Le ministre préconise par ailleurs plus de ”souplesse” quant au cadre des 35 heures pour ceux qui voudraient ”augmenter leur rémunération” et ceux qui ”souhaitent organiser différemment leur temps de travail”. Qu’en pensez-vous ?

Je n’ai pas tellement d’avis là-dessus parce qu’en réalité à l’hôpital, faute de personnels suffisants, on ne fait pas 35 heures, on ne peut tout simplement pas se le permettre. Les syndicats sont totalement contre car cela serait considéré comme un retour en arrière sur l’un des derniers grands acquis sociaux. Moi je dis simplement attention : payer les heures supplémentaires ne fera pas office de revalorisation.

Par ailleurs l’idée d’organiser différemment le temps de travail n’est pas mauvaise, mais il faut que ce soit à la liberté du soignant et que cela corresponde à l’activité de l’hôpital. Encore une fois, il faut être prudent, car à partir du moment où l’on dit que ce sera à la liberté du soignant, cela peut vite se transformer en habitude de service et à terme en obligation.

Quand Olivier Véran dit au Journal du Dimanche que : “Tous les patients atteints par le virus qui avaient besoin d‘être pris en charge l’ont été”. Êtes-vous d’accord ?

Tout dépend de ce que l’on appelle une ”prise en charge”. Pour ma part je pense que oui tout le monde a été pris en charge mais pas avec la même qualité de soins. Il y a quand même eu des dysfonctionnements effarants, notamment dans les Ehpad…

Croyez-vous au ”mea culpa” d’Emmanuel Macron vendredi, devant les personnels soignants de l’hôpital de la Pitié Salpêtrière, à Paris ?

Pas vraiment. Ce que dit Emmanuel Macron est vrai, il reprend même nos éléments de langage, mais je ne crois pas que ce soit un acte de contrition pour autant. Si le Président a tenu ce discours-là, c’est parce qu’il est en position de faiblesse devant un hôpital en grève depuis un an et qui relance les contestations après la crise du Covid-19. D’autant plus que la population expérimente ce que c’est que d’être en manque de lits et soutient les soignants.

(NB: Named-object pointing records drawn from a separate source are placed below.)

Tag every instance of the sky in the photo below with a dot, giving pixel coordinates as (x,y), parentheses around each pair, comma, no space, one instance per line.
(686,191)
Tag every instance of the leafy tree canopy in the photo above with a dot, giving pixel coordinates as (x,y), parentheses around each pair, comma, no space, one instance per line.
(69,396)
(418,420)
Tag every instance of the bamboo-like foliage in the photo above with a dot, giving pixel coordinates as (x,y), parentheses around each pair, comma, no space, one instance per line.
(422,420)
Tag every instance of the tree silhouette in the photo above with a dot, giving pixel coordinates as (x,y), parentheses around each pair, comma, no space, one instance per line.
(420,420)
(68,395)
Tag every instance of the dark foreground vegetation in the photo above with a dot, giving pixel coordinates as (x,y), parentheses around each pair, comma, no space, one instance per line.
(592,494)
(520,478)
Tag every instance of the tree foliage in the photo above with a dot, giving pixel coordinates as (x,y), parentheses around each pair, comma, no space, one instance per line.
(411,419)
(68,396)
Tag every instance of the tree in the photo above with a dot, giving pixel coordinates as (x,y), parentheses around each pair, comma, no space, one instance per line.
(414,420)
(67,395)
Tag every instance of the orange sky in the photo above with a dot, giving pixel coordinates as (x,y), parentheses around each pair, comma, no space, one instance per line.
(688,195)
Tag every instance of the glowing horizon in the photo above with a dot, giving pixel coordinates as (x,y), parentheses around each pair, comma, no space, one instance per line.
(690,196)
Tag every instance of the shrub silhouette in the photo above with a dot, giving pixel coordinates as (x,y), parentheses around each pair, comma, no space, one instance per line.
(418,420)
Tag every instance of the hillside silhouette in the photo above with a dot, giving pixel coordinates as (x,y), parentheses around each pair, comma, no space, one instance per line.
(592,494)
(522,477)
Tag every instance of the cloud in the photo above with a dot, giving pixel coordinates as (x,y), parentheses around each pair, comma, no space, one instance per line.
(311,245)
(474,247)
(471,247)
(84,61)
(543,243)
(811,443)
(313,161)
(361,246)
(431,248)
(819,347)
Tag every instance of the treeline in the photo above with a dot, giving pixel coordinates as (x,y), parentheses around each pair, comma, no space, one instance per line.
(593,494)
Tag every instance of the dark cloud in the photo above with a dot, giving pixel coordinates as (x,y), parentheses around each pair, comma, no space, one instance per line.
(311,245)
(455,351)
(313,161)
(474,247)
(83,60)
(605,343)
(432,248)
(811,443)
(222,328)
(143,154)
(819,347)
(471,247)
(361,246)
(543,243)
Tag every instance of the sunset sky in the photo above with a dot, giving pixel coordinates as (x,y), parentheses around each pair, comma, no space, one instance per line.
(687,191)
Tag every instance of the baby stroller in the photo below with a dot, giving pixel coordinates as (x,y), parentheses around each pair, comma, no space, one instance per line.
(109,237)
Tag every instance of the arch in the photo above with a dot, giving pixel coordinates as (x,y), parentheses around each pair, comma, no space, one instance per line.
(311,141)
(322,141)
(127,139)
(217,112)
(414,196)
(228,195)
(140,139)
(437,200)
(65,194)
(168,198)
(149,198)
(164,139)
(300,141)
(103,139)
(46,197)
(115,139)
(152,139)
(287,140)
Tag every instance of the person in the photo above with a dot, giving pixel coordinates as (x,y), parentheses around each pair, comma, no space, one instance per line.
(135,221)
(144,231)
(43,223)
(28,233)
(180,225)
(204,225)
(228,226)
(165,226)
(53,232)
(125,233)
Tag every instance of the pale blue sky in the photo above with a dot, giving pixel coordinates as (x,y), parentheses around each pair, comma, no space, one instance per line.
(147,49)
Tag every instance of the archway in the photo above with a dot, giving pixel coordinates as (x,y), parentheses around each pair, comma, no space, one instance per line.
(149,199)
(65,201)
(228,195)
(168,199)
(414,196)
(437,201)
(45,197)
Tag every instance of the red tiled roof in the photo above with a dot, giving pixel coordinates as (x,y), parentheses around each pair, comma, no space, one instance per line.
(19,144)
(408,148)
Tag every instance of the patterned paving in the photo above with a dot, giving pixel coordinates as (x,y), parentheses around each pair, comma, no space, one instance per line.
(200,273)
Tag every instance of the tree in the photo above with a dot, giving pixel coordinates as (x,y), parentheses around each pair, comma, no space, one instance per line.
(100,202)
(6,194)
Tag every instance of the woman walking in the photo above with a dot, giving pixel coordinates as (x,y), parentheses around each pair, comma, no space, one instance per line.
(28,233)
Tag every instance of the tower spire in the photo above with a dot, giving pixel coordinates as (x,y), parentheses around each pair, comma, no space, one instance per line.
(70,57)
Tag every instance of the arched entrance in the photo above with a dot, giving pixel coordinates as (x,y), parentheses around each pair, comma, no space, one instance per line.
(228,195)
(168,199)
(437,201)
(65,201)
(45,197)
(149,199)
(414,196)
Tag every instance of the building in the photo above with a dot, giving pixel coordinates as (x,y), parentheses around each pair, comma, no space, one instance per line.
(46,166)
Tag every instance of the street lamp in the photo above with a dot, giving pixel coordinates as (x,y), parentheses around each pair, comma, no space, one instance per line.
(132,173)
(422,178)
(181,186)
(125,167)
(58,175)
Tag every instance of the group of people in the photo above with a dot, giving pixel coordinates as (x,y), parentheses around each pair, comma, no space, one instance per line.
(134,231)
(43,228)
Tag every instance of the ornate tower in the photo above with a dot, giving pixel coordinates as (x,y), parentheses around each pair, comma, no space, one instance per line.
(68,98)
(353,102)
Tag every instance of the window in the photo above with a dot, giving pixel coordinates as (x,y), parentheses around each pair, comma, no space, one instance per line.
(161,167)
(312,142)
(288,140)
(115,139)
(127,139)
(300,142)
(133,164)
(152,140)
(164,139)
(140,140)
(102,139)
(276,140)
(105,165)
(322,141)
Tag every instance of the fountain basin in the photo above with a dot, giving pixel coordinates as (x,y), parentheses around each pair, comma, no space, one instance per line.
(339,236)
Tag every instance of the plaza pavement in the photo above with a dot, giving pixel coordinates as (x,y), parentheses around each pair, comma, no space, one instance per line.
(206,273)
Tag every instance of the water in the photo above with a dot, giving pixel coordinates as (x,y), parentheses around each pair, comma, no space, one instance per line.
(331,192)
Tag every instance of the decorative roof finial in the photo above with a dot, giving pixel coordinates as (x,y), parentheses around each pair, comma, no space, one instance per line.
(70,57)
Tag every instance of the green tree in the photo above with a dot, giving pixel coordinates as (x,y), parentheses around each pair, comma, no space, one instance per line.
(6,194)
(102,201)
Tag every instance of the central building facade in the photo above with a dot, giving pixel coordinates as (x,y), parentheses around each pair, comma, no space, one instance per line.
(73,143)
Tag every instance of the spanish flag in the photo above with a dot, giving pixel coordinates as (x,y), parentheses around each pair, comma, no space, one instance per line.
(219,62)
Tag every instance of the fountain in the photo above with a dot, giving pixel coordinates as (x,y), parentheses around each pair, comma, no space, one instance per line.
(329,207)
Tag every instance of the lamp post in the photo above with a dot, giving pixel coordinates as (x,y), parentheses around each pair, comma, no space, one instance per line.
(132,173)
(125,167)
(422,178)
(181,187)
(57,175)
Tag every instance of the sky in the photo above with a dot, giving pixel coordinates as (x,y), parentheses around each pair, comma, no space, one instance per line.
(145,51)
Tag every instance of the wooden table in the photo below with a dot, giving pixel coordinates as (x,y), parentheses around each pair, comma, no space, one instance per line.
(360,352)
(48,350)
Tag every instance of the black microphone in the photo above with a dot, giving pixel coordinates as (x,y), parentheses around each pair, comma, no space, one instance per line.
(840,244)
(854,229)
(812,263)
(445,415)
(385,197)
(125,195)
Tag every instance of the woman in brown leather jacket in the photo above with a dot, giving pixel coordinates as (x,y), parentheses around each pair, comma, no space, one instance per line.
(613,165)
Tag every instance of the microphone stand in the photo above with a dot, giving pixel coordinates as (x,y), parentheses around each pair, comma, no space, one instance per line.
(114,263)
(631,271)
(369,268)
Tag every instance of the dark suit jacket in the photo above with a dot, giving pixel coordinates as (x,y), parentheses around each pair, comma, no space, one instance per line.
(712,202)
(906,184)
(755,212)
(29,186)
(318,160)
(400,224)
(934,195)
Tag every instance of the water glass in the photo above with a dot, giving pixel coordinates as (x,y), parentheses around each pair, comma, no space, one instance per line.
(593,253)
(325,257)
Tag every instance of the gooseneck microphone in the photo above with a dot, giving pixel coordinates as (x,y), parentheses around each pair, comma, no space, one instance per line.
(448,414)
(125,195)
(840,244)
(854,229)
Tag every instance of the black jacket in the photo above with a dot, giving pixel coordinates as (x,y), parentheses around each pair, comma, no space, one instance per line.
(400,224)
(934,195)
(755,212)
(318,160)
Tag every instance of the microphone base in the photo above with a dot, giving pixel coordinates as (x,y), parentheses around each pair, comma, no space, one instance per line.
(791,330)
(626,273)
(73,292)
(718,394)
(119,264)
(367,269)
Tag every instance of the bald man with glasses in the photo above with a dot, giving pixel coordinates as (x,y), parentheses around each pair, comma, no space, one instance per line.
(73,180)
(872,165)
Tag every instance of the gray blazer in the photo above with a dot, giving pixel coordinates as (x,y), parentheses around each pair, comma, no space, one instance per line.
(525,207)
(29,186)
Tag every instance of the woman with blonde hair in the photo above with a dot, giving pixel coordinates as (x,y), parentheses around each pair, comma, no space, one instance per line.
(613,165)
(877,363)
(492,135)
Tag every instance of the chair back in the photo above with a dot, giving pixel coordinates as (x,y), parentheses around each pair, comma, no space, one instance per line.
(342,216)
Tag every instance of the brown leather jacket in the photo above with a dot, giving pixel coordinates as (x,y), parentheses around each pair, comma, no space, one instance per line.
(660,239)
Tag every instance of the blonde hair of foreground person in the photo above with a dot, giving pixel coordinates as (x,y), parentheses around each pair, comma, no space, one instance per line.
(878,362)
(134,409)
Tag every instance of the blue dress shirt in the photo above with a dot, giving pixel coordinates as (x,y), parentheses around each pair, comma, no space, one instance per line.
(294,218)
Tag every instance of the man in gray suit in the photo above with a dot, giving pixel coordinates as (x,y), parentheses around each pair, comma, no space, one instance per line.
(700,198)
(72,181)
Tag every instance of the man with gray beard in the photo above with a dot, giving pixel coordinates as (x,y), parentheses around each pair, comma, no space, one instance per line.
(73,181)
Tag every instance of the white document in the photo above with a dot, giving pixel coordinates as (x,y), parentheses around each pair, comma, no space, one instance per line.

Pour moi ce n’est rien d’autre qu’un calcul politique. Je ne pense pas que l’on soit avec des gens qui visent foncièrement le bien général quand on voit qu’ils réduisent les dépenses publiques au détriment de la santé de la population.

Vendredi 15 mai, les différentes organisations avaient annoncées qu’une grève se profilait mi-juin. Est-ce toujours d’actualité ?

Oui, le rendez-vous est donné pour le 16 juin. L’idée est de se donner un cap et de voir si au bout d’un mois le gouvernement agit ou non. Nous n’avons pas oublié le passif du ministère de la Santé sous la gouvernance d’Agnès Buzyn où les organisations syndicales et autres n’ont pas eu d’occasions d’entrer en négociations.